Guys, where'd you get your diploma so cheap? Or is it that you haven't gotten your diploma yet?

Please show me an example of how to solve this problem. The figures can be taken from the first post from the white bar graph.
 
Maxim Romanov:
Please show by example how to solve this problem. The figures can be taken from the first post from the white histogram.

You might be able to solve it. Just explain your "raw data from the histogram" first.

Tell me what are the numbers on it, how are they obtained, what is their meaning.

For what reason do you call them"probability density". That is, the question of the existence of this very distribution and its differentiability (the density is the first derivative of the probability) has already been solved somewhere. Where?

Explain why there are omissions instead of data for odd points. Do you intend to provide this data later, or are you asking for a general solution, for any data.

 
Vladimir:

You might be able to solve it. Just explain your "raw data from the histogram" first.

Tell me what the numbers on it are, how they were obtained, what their meaning is.

For what reason do you call them"probability density". That is, the question of the existence of this very distribution and its differentiability (the density is the first derivative of the probability) has already been solved somewhere. Where?

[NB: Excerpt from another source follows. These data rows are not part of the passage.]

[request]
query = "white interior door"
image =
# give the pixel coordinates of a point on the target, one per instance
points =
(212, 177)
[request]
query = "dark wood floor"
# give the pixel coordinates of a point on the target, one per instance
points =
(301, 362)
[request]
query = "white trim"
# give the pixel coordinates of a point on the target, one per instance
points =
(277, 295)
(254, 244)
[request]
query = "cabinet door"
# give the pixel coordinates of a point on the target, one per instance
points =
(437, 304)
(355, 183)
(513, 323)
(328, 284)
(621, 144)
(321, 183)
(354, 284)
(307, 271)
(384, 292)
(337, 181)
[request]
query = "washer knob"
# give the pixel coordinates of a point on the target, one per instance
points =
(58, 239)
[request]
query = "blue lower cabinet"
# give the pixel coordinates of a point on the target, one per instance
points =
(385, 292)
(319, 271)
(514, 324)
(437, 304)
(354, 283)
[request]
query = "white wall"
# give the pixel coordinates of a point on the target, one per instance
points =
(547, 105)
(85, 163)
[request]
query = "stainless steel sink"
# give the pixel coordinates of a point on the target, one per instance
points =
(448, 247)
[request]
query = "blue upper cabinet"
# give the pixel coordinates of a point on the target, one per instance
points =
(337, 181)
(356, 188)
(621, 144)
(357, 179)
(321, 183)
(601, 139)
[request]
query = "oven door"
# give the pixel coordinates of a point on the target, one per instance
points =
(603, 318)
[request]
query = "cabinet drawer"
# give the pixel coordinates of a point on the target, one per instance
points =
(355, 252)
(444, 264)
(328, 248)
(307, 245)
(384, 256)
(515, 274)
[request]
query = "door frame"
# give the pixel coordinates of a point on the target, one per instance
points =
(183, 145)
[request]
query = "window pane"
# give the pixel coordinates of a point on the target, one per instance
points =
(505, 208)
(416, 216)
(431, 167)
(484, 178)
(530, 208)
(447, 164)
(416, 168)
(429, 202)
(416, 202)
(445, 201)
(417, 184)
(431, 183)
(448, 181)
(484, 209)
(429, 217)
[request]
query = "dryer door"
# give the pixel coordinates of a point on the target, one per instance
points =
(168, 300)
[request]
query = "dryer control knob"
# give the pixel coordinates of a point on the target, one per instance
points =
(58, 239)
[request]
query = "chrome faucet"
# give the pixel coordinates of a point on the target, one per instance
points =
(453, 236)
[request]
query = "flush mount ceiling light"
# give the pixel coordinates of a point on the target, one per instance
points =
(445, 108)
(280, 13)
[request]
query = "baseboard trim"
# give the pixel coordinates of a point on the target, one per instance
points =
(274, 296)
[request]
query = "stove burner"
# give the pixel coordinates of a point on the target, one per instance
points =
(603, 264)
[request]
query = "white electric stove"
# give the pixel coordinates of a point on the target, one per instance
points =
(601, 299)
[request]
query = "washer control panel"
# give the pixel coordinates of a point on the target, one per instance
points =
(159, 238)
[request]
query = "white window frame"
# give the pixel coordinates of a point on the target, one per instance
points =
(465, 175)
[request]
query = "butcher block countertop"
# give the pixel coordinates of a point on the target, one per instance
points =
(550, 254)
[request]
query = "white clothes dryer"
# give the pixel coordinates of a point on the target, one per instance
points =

Explain why there are omissions instead of data for odd points. Do you intend to provide this data later, or are you asking for a general solution, for any data.

On a histogram, the idea is this: take a sample of 10 steps, (1 step can be up or down), measure how many steps, in those 10 steps, the process has moved away from the starting point. Then we take 10 000 samples of such samples and calculate how many percent have gone for -10 steps from the starting point (downwards), then -8, -6 and so on. These percentages are written on the histogram, and values from -10 to 10 are written at the bottom of the histogram.
The process is unknown, there is only this histogram, it is not known whether it is Markovian or not, nothing is known at all, only what is shown in the figure is known.
There is no data on the odd ones because the process can go only 0, 2, 4, 6, 8 and 10 vertical steps in 10 steps.
 
Maxim Romanov:
The meaning of the histogram is as follows: we take a sample of 10 steps (1 step may be up or down) and measure the distance by which the process moved from the starting point for these 10 steps. Then we take 10 000 samples of such samples and calculate how many percent have gone for -10 steps from the starting point (downwards), then -8, -6 and so on. These percentages are written on the histogram, and values from -10 to 10 are written at the bottom.
The process is unknown, there is only this histogram, it is not known whether it is Markovian or not, nothing is known at all, only what is known in the figure.
There is no data on the odd ones because the process can go only 0, 2, 4, 6, 8 and 10 vertical steps in 10 steps.
In general, the process is little known, here I have specifically generated a sequence, in which the next step depends on the previous one, and the probability of continuing something like 65%, I do not remember exactly. That is, I set probability of continuation-> generated sequence-> got distribution, now I want to get back parameter of continuation probability from distribution.